The Magician’s Guild — Trudi Canavan

Cover of The Magician's Guild


The Magician’s Guild
Trudi Canavan
465 pages
published in 2001

Trudi Canavan is an Austrialian fantasy writer who has been mostly writing epic fantasy trilogies and has become rather popular as a result. According to Wikipedia, her first series, The Black Magician Trilogy was ” the most successful debut fantasy series of the last 10 years”. The Magician’s Guildin the first book in that series as well as her debut novel, which I didn’t know when I picked it from the library to read. It was just that this was the only of her novels available that wasn’t part two or three of a trilogy when I decided to try and see if I would like her writing.

What also made me pick up this book in particular when skipping past seemingly similar fantasy books by other writers was the backcover blurb, which made it sounds like it was something more than the usual fantasy cliches in the usual medievaloid setting:

Each year the magicians of Imardin gather to purge the city streets of vagrants, urchins and miscreants. Masters of the disciplines of magic, they know nobody can oppose them. But their protective shield is not as impenetrable as they believe.

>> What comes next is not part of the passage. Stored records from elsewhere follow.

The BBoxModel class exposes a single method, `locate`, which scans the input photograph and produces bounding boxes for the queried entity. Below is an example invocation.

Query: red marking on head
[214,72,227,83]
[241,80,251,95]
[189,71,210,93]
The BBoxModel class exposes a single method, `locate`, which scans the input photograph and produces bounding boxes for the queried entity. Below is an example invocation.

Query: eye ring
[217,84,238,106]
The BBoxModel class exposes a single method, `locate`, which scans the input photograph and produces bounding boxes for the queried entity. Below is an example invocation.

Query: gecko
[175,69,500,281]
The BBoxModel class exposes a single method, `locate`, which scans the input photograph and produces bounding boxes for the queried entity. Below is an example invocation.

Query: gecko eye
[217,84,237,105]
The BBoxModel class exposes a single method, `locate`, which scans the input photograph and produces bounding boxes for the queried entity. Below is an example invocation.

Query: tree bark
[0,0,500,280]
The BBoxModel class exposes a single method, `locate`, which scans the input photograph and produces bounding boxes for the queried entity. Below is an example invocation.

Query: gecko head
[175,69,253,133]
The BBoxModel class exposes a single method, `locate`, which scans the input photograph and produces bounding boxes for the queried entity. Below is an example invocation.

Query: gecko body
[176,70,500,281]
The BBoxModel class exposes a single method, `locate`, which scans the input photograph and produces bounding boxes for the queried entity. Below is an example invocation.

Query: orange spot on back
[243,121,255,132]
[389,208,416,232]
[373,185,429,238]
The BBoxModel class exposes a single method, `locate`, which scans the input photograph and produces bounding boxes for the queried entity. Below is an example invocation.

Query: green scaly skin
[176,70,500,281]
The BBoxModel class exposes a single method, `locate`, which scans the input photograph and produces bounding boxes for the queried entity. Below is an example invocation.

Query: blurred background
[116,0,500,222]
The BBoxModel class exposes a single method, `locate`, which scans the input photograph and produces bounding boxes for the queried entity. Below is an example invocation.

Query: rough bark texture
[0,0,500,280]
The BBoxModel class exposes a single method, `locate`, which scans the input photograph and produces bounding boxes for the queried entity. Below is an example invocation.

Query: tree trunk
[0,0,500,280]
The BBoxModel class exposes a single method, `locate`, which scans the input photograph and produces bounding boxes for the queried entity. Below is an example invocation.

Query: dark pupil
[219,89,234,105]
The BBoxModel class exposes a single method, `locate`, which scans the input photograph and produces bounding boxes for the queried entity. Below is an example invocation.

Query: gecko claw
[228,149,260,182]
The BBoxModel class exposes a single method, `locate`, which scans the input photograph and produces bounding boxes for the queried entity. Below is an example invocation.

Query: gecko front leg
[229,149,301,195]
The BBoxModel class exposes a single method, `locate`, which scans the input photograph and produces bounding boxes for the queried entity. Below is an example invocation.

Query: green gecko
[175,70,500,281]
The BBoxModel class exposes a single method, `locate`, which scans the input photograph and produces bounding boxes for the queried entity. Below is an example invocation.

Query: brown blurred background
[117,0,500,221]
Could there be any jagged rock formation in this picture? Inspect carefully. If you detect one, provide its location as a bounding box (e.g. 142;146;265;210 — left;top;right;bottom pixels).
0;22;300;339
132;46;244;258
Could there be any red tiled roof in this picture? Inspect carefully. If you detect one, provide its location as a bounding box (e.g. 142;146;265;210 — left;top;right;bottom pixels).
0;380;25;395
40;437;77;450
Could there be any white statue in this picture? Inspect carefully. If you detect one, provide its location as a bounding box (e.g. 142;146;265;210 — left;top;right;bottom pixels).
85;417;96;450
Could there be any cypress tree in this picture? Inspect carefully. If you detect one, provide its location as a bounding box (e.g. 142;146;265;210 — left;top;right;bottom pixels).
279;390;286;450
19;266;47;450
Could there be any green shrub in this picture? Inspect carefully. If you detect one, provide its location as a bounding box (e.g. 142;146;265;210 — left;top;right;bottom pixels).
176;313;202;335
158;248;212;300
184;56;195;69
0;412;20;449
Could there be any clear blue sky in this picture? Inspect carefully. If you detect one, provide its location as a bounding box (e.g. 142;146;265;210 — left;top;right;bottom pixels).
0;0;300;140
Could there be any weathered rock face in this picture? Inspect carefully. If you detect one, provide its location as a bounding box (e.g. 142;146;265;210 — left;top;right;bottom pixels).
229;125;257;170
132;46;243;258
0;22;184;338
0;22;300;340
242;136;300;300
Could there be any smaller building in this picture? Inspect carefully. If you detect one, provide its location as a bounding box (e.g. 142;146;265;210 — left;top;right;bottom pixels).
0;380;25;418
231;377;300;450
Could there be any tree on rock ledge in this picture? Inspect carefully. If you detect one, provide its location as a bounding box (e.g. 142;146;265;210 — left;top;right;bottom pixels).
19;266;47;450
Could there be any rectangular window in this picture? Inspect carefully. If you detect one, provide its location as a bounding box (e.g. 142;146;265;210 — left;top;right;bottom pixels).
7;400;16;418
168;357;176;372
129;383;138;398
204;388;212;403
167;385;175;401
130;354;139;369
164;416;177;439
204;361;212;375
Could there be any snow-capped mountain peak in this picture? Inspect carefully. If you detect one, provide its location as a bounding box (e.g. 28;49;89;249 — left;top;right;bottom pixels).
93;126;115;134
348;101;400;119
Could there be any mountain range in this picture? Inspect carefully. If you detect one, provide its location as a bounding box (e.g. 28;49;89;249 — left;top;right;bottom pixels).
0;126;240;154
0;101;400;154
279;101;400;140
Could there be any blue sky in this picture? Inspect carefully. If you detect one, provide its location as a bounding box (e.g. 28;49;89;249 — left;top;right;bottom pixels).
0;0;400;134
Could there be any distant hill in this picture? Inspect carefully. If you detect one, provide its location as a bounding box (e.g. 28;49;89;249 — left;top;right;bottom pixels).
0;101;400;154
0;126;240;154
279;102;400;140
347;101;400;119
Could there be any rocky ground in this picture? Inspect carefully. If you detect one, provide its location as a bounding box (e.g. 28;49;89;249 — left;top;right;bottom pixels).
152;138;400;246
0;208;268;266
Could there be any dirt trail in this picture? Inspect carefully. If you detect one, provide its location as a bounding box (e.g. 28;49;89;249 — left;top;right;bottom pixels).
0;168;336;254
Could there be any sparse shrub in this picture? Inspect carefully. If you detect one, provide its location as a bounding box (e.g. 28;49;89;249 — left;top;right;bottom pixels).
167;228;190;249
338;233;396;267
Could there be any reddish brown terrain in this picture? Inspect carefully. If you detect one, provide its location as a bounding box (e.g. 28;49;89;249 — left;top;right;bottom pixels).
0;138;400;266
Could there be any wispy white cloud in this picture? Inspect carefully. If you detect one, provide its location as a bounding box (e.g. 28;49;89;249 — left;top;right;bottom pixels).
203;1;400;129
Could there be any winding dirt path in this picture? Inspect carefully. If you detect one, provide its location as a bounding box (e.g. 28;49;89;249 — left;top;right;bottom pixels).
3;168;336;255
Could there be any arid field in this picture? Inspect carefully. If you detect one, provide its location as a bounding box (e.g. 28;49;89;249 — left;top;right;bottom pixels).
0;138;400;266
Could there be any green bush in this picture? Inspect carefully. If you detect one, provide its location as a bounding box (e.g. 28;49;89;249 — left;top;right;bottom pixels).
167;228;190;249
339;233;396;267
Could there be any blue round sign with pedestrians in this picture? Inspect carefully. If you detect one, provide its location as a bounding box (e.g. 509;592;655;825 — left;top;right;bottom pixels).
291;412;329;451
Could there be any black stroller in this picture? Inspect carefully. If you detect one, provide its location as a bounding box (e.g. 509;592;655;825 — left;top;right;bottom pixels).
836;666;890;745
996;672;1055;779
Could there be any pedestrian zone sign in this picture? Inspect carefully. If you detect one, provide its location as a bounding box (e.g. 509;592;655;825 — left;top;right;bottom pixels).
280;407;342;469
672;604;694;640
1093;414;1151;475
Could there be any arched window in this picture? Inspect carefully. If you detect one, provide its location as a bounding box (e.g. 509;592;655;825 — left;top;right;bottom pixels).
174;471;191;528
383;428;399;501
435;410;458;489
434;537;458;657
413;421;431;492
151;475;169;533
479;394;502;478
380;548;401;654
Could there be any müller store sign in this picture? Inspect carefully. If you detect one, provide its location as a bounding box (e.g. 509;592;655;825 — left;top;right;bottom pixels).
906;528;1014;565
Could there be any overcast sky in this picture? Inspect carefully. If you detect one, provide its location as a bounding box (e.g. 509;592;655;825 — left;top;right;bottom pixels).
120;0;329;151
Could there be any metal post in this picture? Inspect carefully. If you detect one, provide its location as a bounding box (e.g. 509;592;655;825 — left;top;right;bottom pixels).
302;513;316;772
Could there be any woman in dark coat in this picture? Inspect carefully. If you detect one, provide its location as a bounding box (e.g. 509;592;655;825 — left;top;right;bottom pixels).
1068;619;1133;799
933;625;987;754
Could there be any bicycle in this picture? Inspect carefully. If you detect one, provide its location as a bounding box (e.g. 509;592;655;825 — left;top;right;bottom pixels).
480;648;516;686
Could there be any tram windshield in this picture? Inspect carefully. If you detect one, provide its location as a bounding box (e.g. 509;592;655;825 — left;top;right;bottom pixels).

That sounds remarkably like The Magician’s Guild has a bit of class consciousness built into its story. That maybe the plucky street girl who discovers she can break the magicians’ shields could oppose the old order and win freedom and respect for the people from the slums, from outside the walls. And to be honest, the first dozen or pages or so, seen from Sonea’s point of view, did seem to confirm this impression. We’re told about how she and her aunt and uncle, along with hundreds of others were kicked out of the rented rooms they had won for themselves through hard work, on orders of the king, we’re shown an example of how the rich burghers of the city look down upon the slum dwellers, how dangerous the city guards are and finally, how the magicians cleanse the streets each year, sweeping all the unwanted people out of the city beyond the walls, with hundreds of people hurt, wounded or killed in the process. It all sets the stage nicely for a bit of agitprop. Sadly, this setup is soon abandoned.

Instead we get a much more traditional story of the young outsider who discovers they can do magic, who has to be convinced both of her own powers and the need to safely learn to use them under the tutilage of the magician’s guild. Untrained magicians burn out, can’t control their powers, so it’s for her own interest that they try to hunt Sonea down. Two of the magicians leading the search, Lords Dannyl and Rothen, have her best interests at heart; the third, Lord Fergun — the one she actually hit with her rock — hasn’t. The broader conflict inherent in the city’s class structures, the fact that there’s a whole class of people, dwells, barely tolerated for their labour in Imardin, but expelled as soon as they’re deemed to be trouble, is ignored in favour of a much simpler story about good and bad magicians.

To be fair, late in the plot some reference is made to the unfairness of Imardin’s social situation, with the idea that having a dwell like Sonea in the magicians’ guild would be a good thing, that Sonea becoming a magician means she would have the power to change her people’s lot, but we know how well that always works out in real life… Meanwhile it doesn’t help that Sonea is a fairly passive character, first spending much of the book depending on others to hide her from the magicians, then going through the inevitable introduction to the magician school. At first she’s hostile to the idea of becoming a mage, but in the end she of course finds a reason to stay, setting things up for the sequel. Once the story sets into this familiar pattern, there are few surprises.

This doesn’t mean that The Magician’s Guild is necessarily badly written. The plot is predictable and the social structures of Cananavan’s world in the end are as conservative and resistant to change as the most cliche of medievaloid extruded fantasy product, but Cananavan is a pleasant enough writer and the story itself flows along nicely. And though the gender relations are as conservative as the class relations, there is remarkable little open sexism. If you’re just looking for light entertainment, this fits the bill, but sadly it’s nothing more than that.